In a Jan. 24 letter, Cummings claims Issa vowed to him privately to aggressively use his subpoena power “more expansively” than past oversight committee chairmen. Congressional subpoena power gives Issa almost unlimited authority to demand documents and compel testimony from the Obama administration.
Now, Cummings is pushing to give Democrats input on which subpoenas Issa issues and force a committee vote on any he disagrees with.
“You stated that you would not bring any subpoenas before the committee for a vote. It is difficult to imagine any case in which you not have sufficient time to seek my concurrence. It is even more difficult to imagine why you would go forward with a subpoena without a committee vote in cases of significant controversy or disagreement,” Cummings says in the letter.
“Given your position, you have left me no choice but to offer an amendment to the committee rules at tomorrow’s business meeting to codify the bipartisan, historical practice of your predecessors,” Cummings says.
For his part, Issa met Cummings’ charge of “unilateral” subpoenas with his own allegation that Cummings wants to employ “unilateral obstructionism.”
“Rep. Cummings obtained this position by convincing his caucus that he would be a better obstructionist than Chairman Towns or his more senior colleague, Carolyn Maloney. Since assuming the position as Ranking Member, it is evident that obstruction is the only agenda Mr. Cummings in interested in pursuing. Ultimately, the fellow Democratic members of the Committee will have to judge for themselves if they are comfortable with following his path of unilateral obstructionism,” said a spokesman for Issa.
A source close to the committee also denied a key Cummings charge, that Issa had said he would not allow a vote on any subpoenas.
Since Republicans hold a majority on the committee, the proposal by Cummings would not likely give Democrats power to block any subpoenas, but would instead give Cummings and his fellow Democrats another venue to attack Issa on his oversight moves.
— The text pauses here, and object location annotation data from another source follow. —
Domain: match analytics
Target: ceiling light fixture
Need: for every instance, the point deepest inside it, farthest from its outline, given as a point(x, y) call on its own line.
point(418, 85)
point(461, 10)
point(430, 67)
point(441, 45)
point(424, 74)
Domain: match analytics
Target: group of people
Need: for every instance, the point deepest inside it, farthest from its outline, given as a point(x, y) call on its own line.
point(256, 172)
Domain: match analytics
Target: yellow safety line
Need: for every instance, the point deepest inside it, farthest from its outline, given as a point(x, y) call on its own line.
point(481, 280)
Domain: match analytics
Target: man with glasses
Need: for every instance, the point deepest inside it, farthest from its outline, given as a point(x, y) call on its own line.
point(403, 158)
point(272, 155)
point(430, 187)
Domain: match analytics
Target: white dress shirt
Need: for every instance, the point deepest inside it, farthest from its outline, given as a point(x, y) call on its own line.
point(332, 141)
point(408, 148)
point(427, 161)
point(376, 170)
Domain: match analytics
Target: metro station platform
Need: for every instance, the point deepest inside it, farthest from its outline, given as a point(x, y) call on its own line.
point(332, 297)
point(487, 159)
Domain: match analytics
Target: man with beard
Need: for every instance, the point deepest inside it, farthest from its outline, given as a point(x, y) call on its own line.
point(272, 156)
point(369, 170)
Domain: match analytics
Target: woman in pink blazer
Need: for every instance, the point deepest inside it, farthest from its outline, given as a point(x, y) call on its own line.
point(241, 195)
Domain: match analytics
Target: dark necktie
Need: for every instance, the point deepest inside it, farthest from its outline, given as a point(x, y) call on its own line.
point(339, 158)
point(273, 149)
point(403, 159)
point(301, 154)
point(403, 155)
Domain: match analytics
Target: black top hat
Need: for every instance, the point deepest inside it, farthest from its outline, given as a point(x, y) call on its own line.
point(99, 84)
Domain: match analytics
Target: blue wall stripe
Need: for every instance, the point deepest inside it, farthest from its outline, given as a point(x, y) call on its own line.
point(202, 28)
The power move by Cummings comes the same day as Issa pushed Cummings to “join with me” in finding regulations issued by Obama that are impeding economic growth.
The contrast between the two lawmakers’ moves highlights the role Cummings is staking out as a combative foil willing to fight Issa for every inch, with Issa trying to appear statesmanlike and above the fray.
In demanding a bigger role for Democrats on the subpoena process, Cummings is pointing to arrangements reached under the tenures of past oversight committee chairmen, including Reps. Henry Waxman, California Democrat, and former GOP Rep. Tom Davis.
“The historical practice of all but one of your predecessors, however, has been to refrain from issuing subpoenas unilaterally. Recognizing that the subpoena power is one of the most coercive powers of Congress, the policy of both Republican and Democratic chairmen alike has been to obtain (1) the concurrence of the ranking minority member or (2) a committee vote,” Cummings says.
In other words, if Cummings, the committee’s top Democrat, did not approve of a given subpoena, he could force a vote before the full committee, potentially slowing down the process to a crawl.
“The major exception to this practice was Rep. Dan Burton, who served as chairman from 1997 to 2002. He issued more than 1,000 subpoenas during the Clinton administration without seeking minority concurrence or a committee vote,” Cummings says, “As a result of these and other abuses, the committee was criticized repeatedly, at one point being referred to as ‘its own cartoon, a joke, and a deserved embarrassment.’”
Cummings also claims Issa is withholding documents from him.